Le imperfezioni della bellezza: così ironia, arte e genetica riscrivono i canoni del gusto
Diana Hobel porta in scena lo spettacolo nato dal progetto di iconodiagnostica realizzato dall’ateneo. Appuntamento domenica alle 21 ai Giardini del Museo Sartorio

E se la Gioconda, anziché sorridere enigmatica, cominciasse a lamentarsi del suo colesterolo? O se altre celebri icone dell’arte, considerate per secoli esempi di bellezza e perfezione, prendessero la parola per raccontare difetti, fragilità, malattie vere o presunte che la scienza ha letto nei loro corpi dipinti? È da questa premessa, tanto surreale eppure rigorosamente scientifica, che nasce "Icone imperfette", lo spettacolo scritto e interpretato da Diana Höbel in scena domenica alle 21 ai Giardini del Museo Sartorio, a ingresso libero, nell’ambito di Trieste Estate.
Lo spettacolo, tutto esaurito lo scorso inverno in Sala Bartoli, è l’ultimo atto del progetto “Arte e genetica: la diversità come unicità”, ideato dal Dipartimento Universitario Clinico di Scienze Mediche, Chirurgiche e della Salute dell’ateneo triestino, con la responsabilità scientifica di Giorgia Girotto e finanziato dalla Regione Friuli Venezia Giulia.

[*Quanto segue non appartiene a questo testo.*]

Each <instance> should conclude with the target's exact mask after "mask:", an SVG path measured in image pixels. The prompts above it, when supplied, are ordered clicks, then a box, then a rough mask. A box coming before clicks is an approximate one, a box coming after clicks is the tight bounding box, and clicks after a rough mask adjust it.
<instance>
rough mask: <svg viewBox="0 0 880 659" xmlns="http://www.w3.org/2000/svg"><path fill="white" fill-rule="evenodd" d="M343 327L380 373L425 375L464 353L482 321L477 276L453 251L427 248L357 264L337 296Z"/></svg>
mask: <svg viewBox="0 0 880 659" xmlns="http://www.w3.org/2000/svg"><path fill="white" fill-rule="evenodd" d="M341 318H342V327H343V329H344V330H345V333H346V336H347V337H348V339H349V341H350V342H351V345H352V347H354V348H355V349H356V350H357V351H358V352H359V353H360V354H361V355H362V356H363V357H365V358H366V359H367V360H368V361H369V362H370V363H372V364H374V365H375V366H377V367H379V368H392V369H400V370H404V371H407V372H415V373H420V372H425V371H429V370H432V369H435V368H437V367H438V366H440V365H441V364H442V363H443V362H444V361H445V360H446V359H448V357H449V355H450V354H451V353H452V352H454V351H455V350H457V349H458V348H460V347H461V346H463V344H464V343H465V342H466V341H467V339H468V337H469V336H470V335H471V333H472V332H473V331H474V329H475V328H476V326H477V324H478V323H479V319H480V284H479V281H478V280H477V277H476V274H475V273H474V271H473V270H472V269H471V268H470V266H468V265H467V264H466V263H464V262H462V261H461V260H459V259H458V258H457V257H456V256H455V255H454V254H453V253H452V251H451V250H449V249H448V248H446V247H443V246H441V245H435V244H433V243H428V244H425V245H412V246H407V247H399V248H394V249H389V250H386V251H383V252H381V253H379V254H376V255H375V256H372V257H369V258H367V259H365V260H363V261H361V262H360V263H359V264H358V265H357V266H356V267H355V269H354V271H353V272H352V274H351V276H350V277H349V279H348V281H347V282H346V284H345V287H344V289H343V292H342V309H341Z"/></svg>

Al centro c’è una parola forse poco conosciuta: iconodiagnostica. «Nasce negli Stato Uniti negli anni Ottanta - spiega Höbel - per aiutare giovani genetisti e giovani medici a sviluppare la capacità di osservazione utilizzando a questo scopo le opere d’arte. Attraverso l’osservazione di esse, infatti, i medici vengono allenati a riconoscere segni predittivi di malattie genetiche, a ipotizzarli. Non si tratta naturalmente di diagnosi certe, ma l’esercizio serve a sviluppare quell'abilità che potrà poi essere applicata nell’osservare i pazienti in carne e ossa».
E c’è anche un altro aspetto, non meno rilevante al centro del progetto e quindi, a caduta, anche dello spettacolo: «Attraverso l’apprezzamento della bellezza dell’opera d’arte - osserva ancora l’attrice - si può crescere nell’empatia nei confronti dei pazienti, nell’adottare un approccio umanistico».
Da qui il passo verso il teatro: Höbel costruisce inizialmente una parte più didattica, ripercorrendo attraverso le testimonianze di genetisti di generazioni diverse l’evoluzione della genetica, «dai primi passi fino a ciò che è possibile fare oggi attraverso la medicina che opera sui geni».
Poi, però, la scienza lascia spazio alla fantasia e sono le opere stesse a prendere voce. «Lascio che siano loro a parlare - spiega l'autrice - e a raccontarci, in maniera quasi sempre buffa e diversa, la loro vera o presunta malattia che è stata indagata dal genetista di turno».
Tra le "pazienti" illustri non poteva mancare lei, la più celebre di tutte: la Gioconda. «Pare avesse degli xantelasmi, piccoli accumuli di grasso che si formano sotto la pelle delle palpebre - racconta Höbel -. Piccole imperfezioni che potrebbero essere considerate un segno predittivo di ipercolesterolemia, di colesterolo alto: la perfezione per antonomasia, quindi, sembra avesse questo piccolo difetto sul volto».
È proprio l’idea di perfezione, più della malattia, a diventare il cuore dello spettacolo. Un concetto su cui l'autrice ha puntato molto, avendo acquisito sempre più urgenza in un’epoca ossessionata dal cancellare i limiti del corpo. «Abbiamo avuto i teorici della giovinezza eterna, dell’oltre-uomo, ora i multimilionari che investono capitali per superare i limiti della biologia umana», fino a tendere verso un'ipotetica sconfitta della morte. Di fronte a questa corsa verso l’umano perfetto, "Icone imperfette" sceglie invece la strada del difetto, della fragilità, e dell’ironia.
«Noi possiamo sicuramente, attraverso le terapie genetiche, studiare dei modi per guarire o aiutarci a convivere con le malattie - riflette Höbel - ma questo non significa cancellare ciò che ci rende umani. Tutto ciò che non è perfetto fa parte della perfezione dell’essere umano».